Yo lo vi aterrizar. Mi silla estaba apoyada contra la pared,
en el despacho del sheriff, y me hallaba mirando a las estrellas a través de las
ventanas, sintiéndome demasiado perezoso para volver a mi tienda y preguntándome
si debía presentar mi dimisión y largarme o quedarme escuchando las maldiciones
y juramentos de Cameron, mientras repasaba sus columnas de cifras por ciento-vigésimo-séptima
vez.
Al principio semejaba una estrella fugaz. Luego, la estrella
de luz se ensanchó en dos chorros parecidos a escapes de cohete, y por último el
objeto descendió con suavidad y sin detenerse, sin un sonido. Una hoja seca habría
producido un murmullo más fuerte al caer y chocar contra el suelo. Dos hombres salieron
del aparato.
Fui incapaz de decir ni hacer nada; ni tragar saliva ni apuntar
con el dedo, ni siquiera desorbitar los ojos. Me quedé sentado e inmóvil.

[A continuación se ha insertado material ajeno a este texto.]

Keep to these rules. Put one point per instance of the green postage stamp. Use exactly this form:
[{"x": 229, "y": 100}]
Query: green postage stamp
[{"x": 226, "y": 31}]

¿Y Cameron? Ni siquiera alzó la vista.
Hubo un golpe en la puerta, que no estaba cerrada y acabó
de abrirse, entrando los dos hombres del platillo volador. Yo habría pensado que
se trataba de unos ciudadanos cualquiera, de no haber visto el artefacto aterrizar
en la maleza. Llevaban trajes de un tono gris que recordaba el carbón vegetal, con
blancas camisas y guantes marrones. Calzaban zapatos negros y lucían sombreros flexibles
del mismo color. Eran de tez oscura, pelo negro y ondulado y ojos castaños. Sus
caras y miradas mostraban una expresión de gran seriedad, y medían alrededor del
metro cincuenta. Tenían un gran parecido.
¡Dios, qué espantado me sentía!
Cameron, en cambio, alzó la vista al abrirse la puerta y frunció
el entrecejo. Creo que, de ordinario, habría reído hasta saltársele el botón del
cuello de la camisa al ver indumentarias como aquéllas en Twin Gulch, pero se hallaba
tan absorto en la redacción de sus impresos que ni siquiera esbozó una sonrisa.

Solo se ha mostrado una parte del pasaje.